Nationalist Economics: New Creed for 1995?

Russian reforms face a fresh threat in 1995 from senior politicians close to President Boris Yeltsin who are advocating nationalist economic policies in a bid to revive flagging political support for the president, analysts said Wednesday.


Yeltsin's recently appointed privatization chief, his foreign trade minister and security chief all have made statements over the Christmas period that point to the growth of a nationalist economic current within the top echelons of government.


The development is all the more disturbing for reform-minded analysts because the influence of these politicians over Yeltsin has grown since the start of the Chechnya campaign, while the president's popularity has waned.


"There's an attempt at regaining and widening the political base of the government by trying to play to the longing for when Russia was great," said a senior Western economist, who declined to be named. "Until the Chechen situation is stabilized the danger will continue, but nothing is likely to be settled until it is over."


Vladimir Polevanov, a deputy prime minister and head of the State Property Committee, was quoted in Russian newspapers last Friday as saying he would seek the renationalization of a number of privatized industries, adding that leading figures in the Duma plus some members of the government and president's administration backed his ideas.
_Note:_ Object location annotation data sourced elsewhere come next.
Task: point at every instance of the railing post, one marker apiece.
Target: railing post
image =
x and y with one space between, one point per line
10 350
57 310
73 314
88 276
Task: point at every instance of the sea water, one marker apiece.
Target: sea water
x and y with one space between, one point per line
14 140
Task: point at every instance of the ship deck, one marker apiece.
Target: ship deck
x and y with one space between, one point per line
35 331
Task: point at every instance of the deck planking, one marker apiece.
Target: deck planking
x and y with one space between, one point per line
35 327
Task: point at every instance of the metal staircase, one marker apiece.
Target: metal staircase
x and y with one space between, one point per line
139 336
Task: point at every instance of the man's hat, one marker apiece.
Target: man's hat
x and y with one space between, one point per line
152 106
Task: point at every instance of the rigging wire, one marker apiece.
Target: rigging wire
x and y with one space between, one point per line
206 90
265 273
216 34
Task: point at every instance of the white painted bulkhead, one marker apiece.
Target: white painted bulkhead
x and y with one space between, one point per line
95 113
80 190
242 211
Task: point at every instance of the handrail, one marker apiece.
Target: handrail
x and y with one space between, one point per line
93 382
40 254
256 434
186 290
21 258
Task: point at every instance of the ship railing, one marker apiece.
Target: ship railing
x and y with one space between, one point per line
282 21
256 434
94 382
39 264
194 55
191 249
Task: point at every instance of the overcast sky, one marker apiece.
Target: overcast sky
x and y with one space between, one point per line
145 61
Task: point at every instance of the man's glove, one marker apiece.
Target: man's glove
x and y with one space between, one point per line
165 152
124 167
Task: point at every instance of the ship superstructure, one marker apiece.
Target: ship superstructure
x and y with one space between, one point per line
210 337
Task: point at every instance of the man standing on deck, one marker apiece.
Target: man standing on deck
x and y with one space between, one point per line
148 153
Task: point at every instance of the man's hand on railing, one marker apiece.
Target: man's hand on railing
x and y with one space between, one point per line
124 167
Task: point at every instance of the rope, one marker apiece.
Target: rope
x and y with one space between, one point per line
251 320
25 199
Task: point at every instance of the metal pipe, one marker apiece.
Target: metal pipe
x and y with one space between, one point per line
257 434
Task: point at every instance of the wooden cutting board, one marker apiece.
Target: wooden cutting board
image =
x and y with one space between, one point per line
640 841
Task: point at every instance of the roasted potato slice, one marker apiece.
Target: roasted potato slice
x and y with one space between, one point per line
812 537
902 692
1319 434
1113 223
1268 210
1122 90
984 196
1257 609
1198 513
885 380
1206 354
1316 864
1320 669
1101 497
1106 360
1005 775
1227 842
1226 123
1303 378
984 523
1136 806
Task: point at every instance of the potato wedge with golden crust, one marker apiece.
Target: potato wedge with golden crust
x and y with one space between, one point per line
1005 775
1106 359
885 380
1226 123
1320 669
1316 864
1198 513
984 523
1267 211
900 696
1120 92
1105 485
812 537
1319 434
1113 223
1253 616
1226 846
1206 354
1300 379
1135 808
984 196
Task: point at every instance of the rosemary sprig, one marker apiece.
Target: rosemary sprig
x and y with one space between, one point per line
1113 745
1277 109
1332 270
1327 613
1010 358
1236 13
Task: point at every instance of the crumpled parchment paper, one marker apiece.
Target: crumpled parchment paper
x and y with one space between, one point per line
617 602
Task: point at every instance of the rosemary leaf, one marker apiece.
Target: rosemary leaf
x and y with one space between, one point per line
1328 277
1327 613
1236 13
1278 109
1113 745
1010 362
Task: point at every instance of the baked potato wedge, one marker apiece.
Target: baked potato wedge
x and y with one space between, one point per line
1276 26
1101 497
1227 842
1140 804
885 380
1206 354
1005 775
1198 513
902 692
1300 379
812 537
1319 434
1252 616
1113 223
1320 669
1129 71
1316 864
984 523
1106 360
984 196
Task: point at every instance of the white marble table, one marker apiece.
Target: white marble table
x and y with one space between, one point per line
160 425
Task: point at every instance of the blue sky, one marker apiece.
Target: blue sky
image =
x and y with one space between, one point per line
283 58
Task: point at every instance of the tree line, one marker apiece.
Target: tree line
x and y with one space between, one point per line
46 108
"It's really, really bad that the head of a state committee can do a thing like this," said a senior Russian economist, who also did not wish to be named. "It's very dangerous for the economy and for Russia to talk of the renationalization of industry.


"It would be an extremely bad thing for investors and foreign buyers."


The debate over Polevanov's comments comes as Russia announced its highest monthly inflation rate -- 16.4 percent -- since last January, indicating in the eyes of Western creditors that the country still has far to go in reining in its money supply. (Story, Page 10.)


It is crucial that Moscow obtains foreign credits worth almost $13 billion if it is to finance a predicted budget deficit of 7.7 percent of gross domestic product this year.


But the International Monetary Fund and the World Bank have said they may not come up with the cash if Russia fails to stick to earlier commitments that would further liberalize the economy.


The most contentious commitment was a promise to abolish oil export quotas by Jan. 1, which Moscow reportedly now plans to replace with domestic quotas that would amount to the same thing in practice. (Story, Page 10)


In Washington, Yukon Huang, in charge of Russian operations for the World Bank, told The Associated Press that export restrictions on oil would limit the amount of foreign income the country was able to earn, reduce tax revenues and discourage investors. Russia would then be less attractive as a borrower, because its ability to repay credits would be put in doubt.


Conservative politicians, headed by


Foreign Trade Minister Oleg Davydov, have argued that liberalizing oil exports would result in a flood of cheap Russian oil to the West, would cause massive domestic price hikes and would greatly strengthen the influence of foreign oil companies in Russia.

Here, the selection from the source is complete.